Today’s Bible reading
Read Hebrews Chapter 11
But we do not belong to those who shrink back and are destroyed, but to those who have faith and are saved. Now faith is confidence in what we hope for and assurance about what we do not see.
-Hebrews 10:39-11:1
More thoughts for meditation
In the second half of chapter 10 and chapter 11, our author moves into the present. All of the preceding argument was to establish the perfection and completion of the revelation of the Son of God and the work Jesus has done for us. So now, it’s time to live it.
It seems that the recipients of this letter were tempted to second guess their commitment to the Way of Jesus. It is likely that they were experiencing some sort of persecution socially and politically. The Jewish communities outside of Israel (sometimes called the diaspora) were tight knit and essential for survival.
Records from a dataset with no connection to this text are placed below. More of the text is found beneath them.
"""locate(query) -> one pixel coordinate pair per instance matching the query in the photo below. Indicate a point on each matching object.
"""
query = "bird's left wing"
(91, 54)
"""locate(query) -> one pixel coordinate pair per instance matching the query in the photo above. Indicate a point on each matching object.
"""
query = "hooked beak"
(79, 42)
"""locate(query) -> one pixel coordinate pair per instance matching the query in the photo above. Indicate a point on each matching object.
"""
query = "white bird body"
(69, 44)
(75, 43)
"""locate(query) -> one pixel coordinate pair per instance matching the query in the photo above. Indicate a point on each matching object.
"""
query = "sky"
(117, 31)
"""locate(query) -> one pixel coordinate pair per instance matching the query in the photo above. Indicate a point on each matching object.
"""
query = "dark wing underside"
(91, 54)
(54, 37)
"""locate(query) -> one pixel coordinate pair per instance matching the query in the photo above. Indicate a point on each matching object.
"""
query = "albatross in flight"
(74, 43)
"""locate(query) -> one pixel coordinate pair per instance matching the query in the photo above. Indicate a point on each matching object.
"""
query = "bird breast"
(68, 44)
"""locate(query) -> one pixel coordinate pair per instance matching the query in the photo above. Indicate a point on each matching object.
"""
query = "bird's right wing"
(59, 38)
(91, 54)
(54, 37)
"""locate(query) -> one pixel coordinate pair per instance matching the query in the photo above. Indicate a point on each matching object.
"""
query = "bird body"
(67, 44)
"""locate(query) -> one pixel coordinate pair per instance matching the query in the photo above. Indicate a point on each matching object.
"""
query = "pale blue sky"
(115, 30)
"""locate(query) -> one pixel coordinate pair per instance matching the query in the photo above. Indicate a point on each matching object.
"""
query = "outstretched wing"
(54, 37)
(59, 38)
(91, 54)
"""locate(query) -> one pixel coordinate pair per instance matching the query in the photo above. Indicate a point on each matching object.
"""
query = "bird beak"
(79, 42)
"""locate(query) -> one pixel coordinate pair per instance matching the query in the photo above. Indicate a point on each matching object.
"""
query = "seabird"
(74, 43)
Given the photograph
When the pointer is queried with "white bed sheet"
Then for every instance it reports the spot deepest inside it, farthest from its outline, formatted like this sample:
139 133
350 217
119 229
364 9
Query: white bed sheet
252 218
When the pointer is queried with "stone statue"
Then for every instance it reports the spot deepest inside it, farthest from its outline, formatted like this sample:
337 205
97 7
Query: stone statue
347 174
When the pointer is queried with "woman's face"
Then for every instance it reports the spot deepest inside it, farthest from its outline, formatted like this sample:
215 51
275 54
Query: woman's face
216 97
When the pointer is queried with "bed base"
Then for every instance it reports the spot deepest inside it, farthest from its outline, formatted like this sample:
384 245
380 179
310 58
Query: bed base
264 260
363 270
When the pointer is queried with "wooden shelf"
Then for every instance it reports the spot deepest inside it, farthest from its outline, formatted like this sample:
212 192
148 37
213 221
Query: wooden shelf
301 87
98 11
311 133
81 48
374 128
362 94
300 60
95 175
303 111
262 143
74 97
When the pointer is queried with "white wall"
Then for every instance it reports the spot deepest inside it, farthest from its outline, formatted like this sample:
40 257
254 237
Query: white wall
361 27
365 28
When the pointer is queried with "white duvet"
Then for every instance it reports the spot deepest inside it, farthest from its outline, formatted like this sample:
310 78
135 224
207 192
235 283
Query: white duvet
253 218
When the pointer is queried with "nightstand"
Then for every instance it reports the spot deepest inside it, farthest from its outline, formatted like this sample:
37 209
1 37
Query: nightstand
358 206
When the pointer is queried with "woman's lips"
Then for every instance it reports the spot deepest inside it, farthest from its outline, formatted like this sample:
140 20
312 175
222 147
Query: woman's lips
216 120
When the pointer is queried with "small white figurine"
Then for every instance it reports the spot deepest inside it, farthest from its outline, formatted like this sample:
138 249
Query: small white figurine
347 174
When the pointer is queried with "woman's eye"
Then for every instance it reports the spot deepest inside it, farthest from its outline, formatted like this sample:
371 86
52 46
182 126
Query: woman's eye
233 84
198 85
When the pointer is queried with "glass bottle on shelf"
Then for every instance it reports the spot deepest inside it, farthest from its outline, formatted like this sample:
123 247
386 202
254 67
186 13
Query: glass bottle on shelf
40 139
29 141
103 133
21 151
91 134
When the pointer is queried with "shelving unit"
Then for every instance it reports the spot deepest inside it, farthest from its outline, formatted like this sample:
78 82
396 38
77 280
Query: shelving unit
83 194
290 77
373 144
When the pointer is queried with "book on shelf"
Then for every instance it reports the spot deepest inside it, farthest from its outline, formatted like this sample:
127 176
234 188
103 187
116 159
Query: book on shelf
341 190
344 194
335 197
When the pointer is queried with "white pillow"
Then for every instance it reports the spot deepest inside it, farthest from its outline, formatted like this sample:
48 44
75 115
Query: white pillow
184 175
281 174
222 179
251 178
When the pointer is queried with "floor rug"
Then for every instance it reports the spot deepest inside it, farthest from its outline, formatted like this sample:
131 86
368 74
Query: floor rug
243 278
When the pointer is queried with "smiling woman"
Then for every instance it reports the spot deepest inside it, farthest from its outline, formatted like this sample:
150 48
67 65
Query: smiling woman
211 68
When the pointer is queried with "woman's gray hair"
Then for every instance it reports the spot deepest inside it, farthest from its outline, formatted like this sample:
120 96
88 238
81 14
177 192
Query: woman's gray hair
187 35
Not fitting in to the dominant culture of a Roman colony had very isolating consequences. The Jewish communities supported one another. These Jewish Christians were even more isolated because following Jesus soon became a point of departure from the established Jewish community that did not decide to follow Jesus. So the temptation to turn away from Jesus was more than just a spiritual choice.
Our author outlines the eternal consequences of such a decision, but ends chapter 10 saying, “But we are not like those who turn away from God to their own destruction. We are the faithful ones, whose souls will be saved.” And chapter 11, probably the most famous part of Hebrews, is a beautiful description of what being a “faithful one” really is. You could spend a long time studying the stories of each of the people mentioned (that’s a good idea!).
Persecution was not new for Jews. Verses 37-40 describe unnamed Jews who suffered before Jesus’ day, after Israel had been occupied by foreign powers. It was not until this persecution began under Antiochus Epiphanes (b. 215 BC – d. 164 BC) that resurrection became the explicit hope of most Jews (except for the Sadducees see Matthew 22:23). It was implicit in scripture, which Jesus points out in that same discussion about resurrection with the Sadducees in Matthew by quoting Exodus 3:6, “I am the God of your father—the God of Abraham, the God of Isaac, and the God of Jacob.” Christ takes the “I am” that God speaks to Moses for all it means—“I am”—present tense. God IS the God of Abraham. The resurrection was promised even then because if God is still the God of Abraham, 300 years after he died, then Abraham’s destiny must not be death. There must be a present tense somehow now for Abraham, just as there is a present tense for us and all the heroes of faith our author remembers in this chapter. We can’t ever see it before we go the way they have gone, but our hope is real—our faith is real. We are the faithful ones too.
Suggestions for action
What tempts you to forget your faith, to refuse to hope, to run away? We don’t have an Antiochus Epiphanes or a Roman emperor persecuting us, but it’s not a stretch to consider the social isolation that comes from real faith—faith that shapes our lives (decisions, careers, habits, schedules, relationships). Name some sacrifices you have made to follow Jesus. May they motivate you to hold fast. You can’t give up! Not after all that!